31.03.2009

Les ouvertures d'Obama à l'Iran semblent porter leurs premiers fruits

LA HAYE (AFP)

Les ouvertures répétées faites à l'Iran par le président américain Barack Obama ont semblé porter leurs premiers fruits à l'occasion de la participation d'une délégation iranienne à la conférence sur l'Afghanistan mardi à La Haye.

La nouvelle administration américaine a eu ses premiers contacts directs avec l'Iran en marge de cette conférence.

"Notre représentant spécial pour l'Afghanistan, Richard Holbrooke, a eu un bref mais cordial échange avec le chef de la délégation iranienne", a indiqué la secrétaire d'Etat américaine, Hillary Clinton.

La rencontre, selon Mme Clinton, a été "fortuite" mais M. Holbrooke et le vice-ministre iranien des Affaires étrangères Mohammad Mehdi Akhoundzadeh ont convenu de "garder le contact".

M. Akhoundzadeh venait de déclarer devant la conférence que "la République islamique d'Iran, saluant les propositions de coopération des pays contributeurs en Afghanistan, est tout à fait prête à participer aux projets destinés à combattre le trafic de drogue et aux projets de développement et reconstruction en Afghanistan".

Mme Clinton a estimé que la présence de l'Iran à la réunion de mardi et son attitude étaient "un signe prometteur d'une future coopération".

"Les Etats-Unis, l'Iran et toutes les nations qui étaient ici aujourd'hui ont un intérêt commun à ce que l'Afghanistan soit stable et sécurisé", a-t-elle souligné.

M. Obama avait pris le 20 mars l'initiative historique de s'adresser directement aux dirigeants iraniens. Dans un message vidéo diffusé pour le nouvel an iranien, il leur avait offert de surmonter trente années de relations hostiles.

En présentant vendredi sa stratégie pour l'Afghanistan, il avait aussi souhaité la création d'un groupe de contact international incluant l'Iran.

Rien ne garantit cependant que ces amabilités réciproques soient annonciatrices d'un véritable réchauffement après 30 ans de rupture.

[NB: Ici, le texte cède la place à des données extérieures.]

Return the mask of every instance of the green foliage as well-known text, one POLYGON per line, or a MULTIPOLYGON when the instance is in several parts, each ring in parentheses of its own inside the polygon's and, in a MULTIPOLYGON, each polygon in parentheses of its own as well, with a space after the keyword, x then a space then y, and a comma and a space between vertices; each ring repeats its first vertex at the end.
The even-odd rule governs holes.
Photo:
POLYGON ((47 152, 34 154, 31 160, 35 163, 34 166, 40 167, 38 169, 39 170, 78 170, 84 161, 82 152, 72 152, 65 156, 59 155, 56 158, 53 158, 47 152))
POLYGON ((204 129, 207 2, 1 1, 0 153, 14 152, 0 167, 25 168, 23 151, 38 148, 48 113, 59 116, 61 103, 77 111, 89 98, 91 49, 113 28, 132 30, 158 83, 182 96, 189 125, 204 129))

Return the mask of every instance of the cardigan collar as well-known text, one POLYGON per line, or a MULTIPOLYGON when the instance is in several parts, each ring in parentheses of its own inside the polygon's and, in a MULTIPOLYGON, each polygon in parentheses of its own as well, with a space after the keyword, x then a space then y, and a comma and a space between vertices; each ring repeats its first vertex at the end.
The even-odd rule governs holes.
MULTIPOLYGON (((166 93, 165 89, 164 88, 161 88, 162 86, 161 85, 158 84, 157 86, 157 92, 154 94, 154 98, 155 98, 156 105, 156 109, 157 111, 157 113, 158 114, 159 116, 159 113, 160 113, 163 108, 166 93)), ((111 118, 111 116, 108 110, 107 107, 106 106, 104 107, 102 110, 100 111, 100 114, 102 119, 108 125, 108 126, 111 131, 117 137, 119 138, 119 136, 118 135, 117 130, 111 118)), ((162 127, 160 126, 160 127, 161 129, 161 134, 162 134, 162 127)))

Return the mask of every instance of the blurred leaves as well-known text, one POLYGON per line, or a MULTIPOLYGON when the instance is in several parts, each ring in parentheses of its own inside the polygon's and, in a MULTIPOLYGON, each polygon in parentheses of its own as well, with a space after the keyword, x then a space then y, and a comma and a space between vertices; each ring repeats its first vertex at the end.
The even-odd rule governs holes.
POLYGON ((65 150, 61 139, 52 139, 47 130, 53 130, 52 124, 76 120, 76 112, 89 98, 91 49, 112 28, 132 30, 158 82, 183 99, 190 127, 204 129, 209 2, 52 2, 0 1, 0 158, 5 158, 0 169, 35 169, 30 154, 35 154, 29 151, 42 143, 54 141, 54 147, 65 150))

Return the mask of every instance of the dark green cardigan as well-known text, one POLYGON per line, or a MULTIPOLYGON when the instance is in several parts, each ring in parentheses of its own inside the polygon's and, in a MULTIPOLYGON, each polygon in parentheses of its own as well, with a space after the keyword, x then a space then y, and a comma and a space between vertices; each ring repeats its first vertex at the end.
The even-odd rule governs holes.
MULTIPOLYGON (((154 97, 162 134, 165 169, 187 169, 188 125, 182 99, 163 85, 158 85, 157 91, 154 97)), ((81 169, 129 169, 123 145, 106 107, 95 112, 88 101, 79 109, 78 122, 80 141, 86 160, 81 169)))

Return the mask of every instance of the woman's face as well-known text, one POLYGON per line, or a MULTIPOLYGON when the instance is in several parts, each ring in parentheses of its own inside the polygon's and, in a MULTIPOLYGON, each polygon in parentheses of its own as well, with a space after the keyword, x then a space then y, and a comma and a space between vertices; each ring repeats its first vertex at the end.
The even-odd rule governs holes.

Par le passé, des rencontres à plus haut niveau encore comme celle du chef de la diplomatie américaine Madeleine Albright avec son homologue iranien Kamal Kharazi, déjà à une réunion de l'ONU sur l'Afghanistan, n'ont rien donné.

Plus récemment les deux prédécesseurs de Mme Clinton sous l'administration Bush, Colin Powell et Condoleezza Rice, ont rencontré respectivement M. Kharazi et Manouhcher Mottaki en novembre 2004 et mai 2007 à Charm el-Cheikh (Egypte) en marge de rencontres internationales. Sans qu'il y ait eu de suite.

Peut-être pour tester les vraies intentions de Téhéran, Washington lui a adressé une lettre lui demandant de faire un geste en libérant trois Américains retenus en Iran, a annoncé Mme Clinton mardi à l'issue de la conférence.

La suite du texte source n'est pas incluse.